Bebedeiras aumentam as chances de sofrer com demências. (Foto:Divulgação)

O excesso de álcool compromete a saúde e pode se tornar um vício na vida do indivíduo. Ingerir bebidas alcoólicas demasiadamente pode causar problemas cardiovasculares, pois acelera a atividade do sangue e aumenta a frequência de batimentos do coração. Sabe-se também que, ao consumir grande quantidade de álcool, as chances de sofrer com inflamação crônica no fígado e gastrite são maiores.

O álcool em excesso não compromete o cérebro apenas com os sintomas da embriaguez, mas também intensifica os quadros de demências e problemas de cognição, efeitos estes que são associados à doença de Alzheimer.

Saiba mais: Consumo demasiado de álcool pode encolher cérebro

Bebidas alcoólicas em excesso afetam desempenho cognitivo

De acordo com uma pesquisa desenvolvida pela Universidade de Exeter, na Inglaterra, o consumo excessivo de álcool eleva os riscos de demência. Para os autores do trabalho, exagerar na ingestão de bebidas alcoólicas duas ou mais vezes por mês faz com que a chance de desenvolver problemas de memória e cognição aumente 2,5 vezes. Os resultados do estudo foram divulgados na Conferência Internacional da Associação de Alzheimer na última quarta-feira (18).

Álcool em excesso aumenta o risco de declínio cognitivo e perda da memória. (Foto:Divulgação)

Para chegar à conclusão de que o excesso de álcool compromete o desempenho do cérebro, os pesquisadores ingleses analisaram os dados de 5.075 participantes, todos com mais de 65 anos e que tinham participado de um grande estudo que avaliou a saúde dos americanos. As primeiras informações foram coletadas em 2002 e o acompanhamento se estendeu por 8 anos.

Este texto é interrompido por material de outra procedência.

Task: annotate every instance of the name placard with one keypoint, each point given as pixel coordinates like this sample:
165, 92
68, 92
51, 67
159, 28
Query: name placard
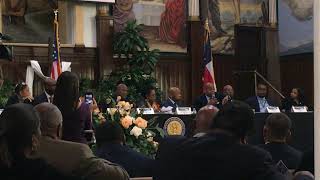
299, 109
145, 110
184, 110
273, 109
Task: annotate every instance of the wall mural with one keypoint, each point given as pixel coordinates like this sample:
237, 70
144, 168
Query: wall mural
222, 18
28, 21
164, 21
295, 26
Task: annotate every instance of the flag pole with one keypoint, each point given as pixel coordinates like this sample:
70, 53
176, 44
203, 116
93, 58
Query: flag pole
316, 21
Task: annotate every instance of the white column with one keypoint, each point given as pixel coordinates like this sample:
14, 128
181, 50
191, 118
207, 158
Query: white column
273, 12
316, 20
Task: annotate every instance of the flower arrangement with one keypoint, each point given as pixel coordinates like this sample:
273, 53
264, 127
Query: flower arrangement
139, 132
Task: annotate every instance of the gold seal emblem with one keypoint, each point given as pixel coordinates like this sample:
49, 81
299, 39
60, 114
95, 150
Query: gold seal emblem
174, 126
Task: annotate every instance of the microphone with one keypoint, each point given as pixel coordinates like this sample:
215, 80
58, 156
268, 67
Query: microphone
5, 37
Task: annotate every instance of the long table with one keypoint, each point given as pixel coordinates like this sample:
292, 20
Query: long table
302, 127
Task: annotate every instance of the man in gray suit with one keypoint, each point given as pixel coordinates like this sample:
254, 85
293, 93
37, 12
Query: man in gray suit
69, 157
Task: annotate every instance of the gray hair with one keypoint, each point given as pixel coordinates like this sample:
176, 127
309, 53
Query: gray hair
50, 117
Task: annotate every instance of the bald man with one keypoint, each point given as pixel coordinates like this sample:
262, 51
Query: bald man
228, 94
209, 97
47, 95
174, 98
204, 119
70, 158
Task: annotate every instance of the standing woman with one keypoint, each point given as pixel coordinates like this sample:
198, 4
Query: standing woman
21, 95
296, 99
76, 114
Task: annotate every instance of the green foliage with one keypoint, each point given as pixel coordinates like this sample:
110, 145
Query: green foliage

Além da cognição, a memória também é prejudicada

Depois de avaliar os dados dos voluntários, descobriu-se que 8,3% dos homens e 1,5% das mulheres exageravam no consumo de bebidas alcoólicas uma vez ou mais no período de um mês. Logo, 4,3% dos homens e 0,5% das mulheres relataram beber excessivamente duas ou mais vezes dentro de 30 dias. Lembrando que, para a ingestão de álcool ser considerada fora do normal, ela deve contar com quatro ou mais doses em um mesmo dia.

Pesquisa avaliou mais de 5 mil voluntários acima de 65 anos . (Foto:Divulgação)

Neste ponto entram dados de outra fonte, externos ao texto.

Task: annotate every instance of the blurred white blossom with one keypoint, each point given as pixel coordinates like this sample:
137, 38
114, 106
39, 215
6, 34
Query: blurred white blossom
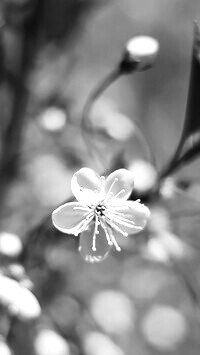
49, 342
19, 301
164, 327
96, 343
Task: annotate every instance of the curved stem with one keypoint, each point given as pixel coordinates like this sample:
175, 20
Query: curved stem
93, 97
95, 94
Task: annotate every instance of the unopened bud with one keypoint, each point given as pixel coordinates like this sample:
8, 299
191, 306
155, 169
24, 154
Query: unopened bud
140, 54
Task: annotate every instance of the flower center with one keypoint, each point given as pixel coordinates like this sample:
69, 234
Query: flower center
100, 210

Os participantes que tinham o costume de cair na bebedeira duas ou mais vezes por mês apresentam maiores chances de declínio cognitivo e, nos casos mais graves, a perda da memória. Os resultados foram similares nos voluntários dos sexos feminino e masculino.

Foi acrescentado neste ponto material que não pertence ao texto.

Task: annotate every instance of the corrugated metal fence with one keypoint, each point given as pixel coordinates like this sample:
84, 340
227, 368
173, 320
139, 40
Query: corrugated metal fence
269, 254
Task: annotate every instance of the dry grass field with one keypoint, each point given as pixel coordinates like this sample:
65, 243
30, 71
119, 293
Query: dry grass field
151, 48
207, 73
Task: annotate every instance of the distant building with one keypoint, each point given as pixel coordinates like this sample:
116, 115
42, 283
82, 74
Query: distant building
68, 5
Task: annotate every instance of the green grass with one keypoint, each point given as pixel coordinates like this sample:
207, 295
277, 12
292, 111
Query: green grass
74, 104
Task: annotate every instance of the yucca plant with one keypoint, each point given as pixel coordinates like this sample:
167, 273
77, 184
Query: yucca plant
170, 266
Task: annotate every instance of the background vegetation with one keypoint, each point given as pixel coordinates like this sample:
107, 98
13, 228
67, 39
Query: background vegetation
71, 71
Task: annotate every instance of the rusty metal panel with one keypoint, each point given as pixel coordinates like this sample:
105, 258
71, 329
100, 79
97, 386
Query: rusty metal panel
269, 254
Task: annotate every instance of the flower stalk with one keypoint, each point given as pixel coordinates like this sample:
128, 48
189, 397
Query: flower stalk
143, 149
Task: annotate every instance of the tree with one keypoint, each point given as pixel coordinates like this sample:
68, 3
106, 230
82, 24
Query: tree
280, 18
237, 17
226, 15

Segundo Iain Lang, coordenador da pesquisa, a nova descoberta contribui com a prevenção e tratamento de doenças como o Alzheimer, pois os idosos estarão conscientes de que o consumo exagerado de bebidas alcoólicas somente piora a memória, o pensamento e o raciocínio. Além de motivar a terceira idade a adotar hábitos saudáveis, o estudo também pode motivar a saúde pública para realizar campanhas contra o excesso de álcool.